As I think I said on Twitter - it's not really that I think something solves the same problems better; it's that one tool shouldn't be solving all those problems (and in fact many of those problems aren't in the JS space at all).
Sort of... think UNIX philosophy vs... I dunno, Windows I guess? With the way it currently does it you are always going to have a horrible public API because the approach is fundamentally flawed.
And that's before I even get into how it solves those problems.
Now is it a bad thing it exists? No, obviously not. I'm glad it does, but we can learn what not to do from it as well.
The only practical reason I can think of for people railing against grunt is that it used the file system for in-between steps and was thus frustratingly slow (a problem that webpack doesn't have).

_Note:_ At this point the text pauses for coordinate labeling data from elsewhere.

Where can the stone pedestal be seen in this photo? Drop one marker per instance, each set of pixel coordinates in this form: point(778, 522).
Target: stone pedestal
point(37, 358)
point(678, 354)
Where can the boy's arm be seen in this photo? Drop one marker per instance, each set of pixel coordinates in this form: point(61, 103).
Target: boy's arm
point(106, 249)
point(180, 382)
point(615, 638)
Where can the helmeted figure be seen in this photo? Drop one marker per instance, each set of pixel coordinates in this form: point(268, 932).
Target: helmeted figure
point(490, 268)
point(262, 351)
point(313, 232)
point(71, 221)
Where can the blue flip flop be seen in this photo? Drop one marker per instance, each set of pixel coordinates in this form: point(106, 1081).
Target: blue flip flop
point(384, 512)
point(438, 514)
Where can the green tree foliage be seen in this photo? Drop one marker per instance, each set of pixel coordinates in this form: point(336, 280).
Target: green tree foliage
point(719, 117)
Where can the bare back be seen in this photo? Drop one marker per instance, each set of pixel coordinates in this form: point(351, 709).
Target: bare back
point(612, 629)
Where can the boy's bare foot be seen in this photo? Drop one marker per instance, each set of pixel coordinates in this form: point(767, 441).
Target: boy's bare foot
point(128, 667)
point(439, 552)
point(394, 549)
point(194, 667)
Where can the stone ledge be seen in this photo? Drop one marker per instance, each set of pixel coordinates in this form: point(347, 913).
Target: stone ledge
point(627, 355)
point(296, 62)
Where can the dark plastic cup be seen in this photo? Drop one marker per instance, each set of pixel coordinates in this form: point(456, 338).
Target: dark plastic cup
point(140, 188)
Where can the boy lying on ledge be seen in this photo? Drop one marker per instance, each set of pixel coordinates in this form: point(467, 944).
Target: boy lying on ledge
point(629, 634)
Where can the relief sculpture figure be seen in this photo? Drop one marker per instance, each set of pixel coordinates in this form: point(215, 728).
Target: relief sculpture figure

If you don't care about the stupid arbitrary bundling system for other assets (like CSS and images) that WebPack has (and you shouldn't: it's an awful code practice) then yes... Browserify is literally better in every way (other than tree shaking)

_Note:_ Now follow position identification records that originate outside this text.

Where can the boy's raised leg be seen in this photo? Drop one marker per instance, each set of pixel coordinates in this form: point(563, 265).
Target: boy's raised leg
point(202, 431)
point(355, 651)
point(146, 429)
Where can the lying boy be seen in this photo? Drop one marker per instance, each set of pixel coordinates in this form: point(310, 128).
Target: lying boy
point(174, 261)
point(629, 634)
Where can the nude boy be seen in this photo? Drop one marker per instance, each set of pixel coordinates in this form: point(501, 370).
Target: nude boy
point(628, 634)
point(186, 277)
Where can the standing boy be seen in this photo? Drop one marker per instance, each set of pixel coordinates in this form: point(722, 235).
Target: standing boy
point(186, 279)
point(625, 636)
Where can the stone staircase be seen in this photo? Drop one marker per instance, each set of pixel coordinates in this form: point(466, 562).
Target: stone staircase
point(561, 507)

>If you don't care about the stupid arbitrary bundling system for other assets (like CSS and images) that WebPack has (and you shouldn't: it's an awful code practice)
The “stupid arbitrary” system has a number of benefits. It revs your assets for production automatically with content hashes. It saves you from filename typos because all assets (CSS, images) are part of the same build pipeline. It throws on parse errors in CSS as part of your normal dev flow, not at some later stage. It allows for fast hot reloading of styles in development.

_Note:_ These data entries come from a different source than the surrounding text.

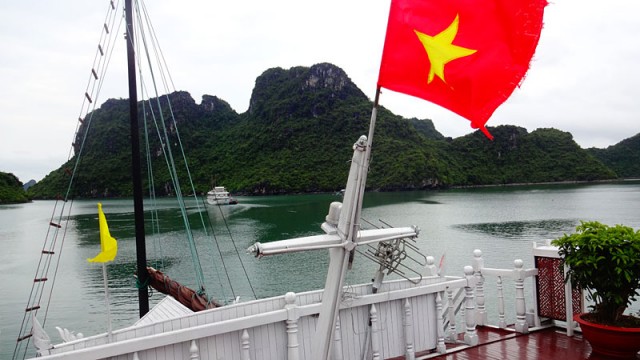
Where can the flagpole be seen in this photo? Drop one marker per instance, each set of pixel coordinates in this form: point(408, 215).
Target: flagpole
point(363, 177)
point(106, 297)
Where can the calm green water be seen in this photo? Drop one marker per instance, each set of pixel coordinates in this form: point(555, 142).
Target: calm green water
point(503, 222)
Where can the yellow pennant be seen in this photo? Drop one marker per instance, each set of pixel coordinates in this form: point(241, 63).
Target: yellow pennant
point(108, 245)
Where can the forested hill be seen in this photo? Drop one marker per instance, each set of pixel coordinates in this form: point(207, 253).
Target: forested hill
point(11, 190)
point(297, 136)
point(623, 157)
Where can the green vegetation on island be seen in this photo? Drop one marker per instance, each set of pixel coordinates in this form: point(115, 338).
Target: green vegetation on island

The only downside I’m aware of is that it doesn’t work with some other tools without special plugins or configuration. Well, you have to pick your tradeoffs, right? I’d love to talk about technical tradeoffs of both systems but your comment reads more like a knee-jerk reaction than a technical assessment.
> The “stupid arbitrary” system has a number of benefits.
Yes, it does. Those features aren't exclusive to webpack though (they're really, really, really old features of webdev) and can be replaced by much less silly systems.
I mean literally everything you just listed is better handled by more mature, developed, tools.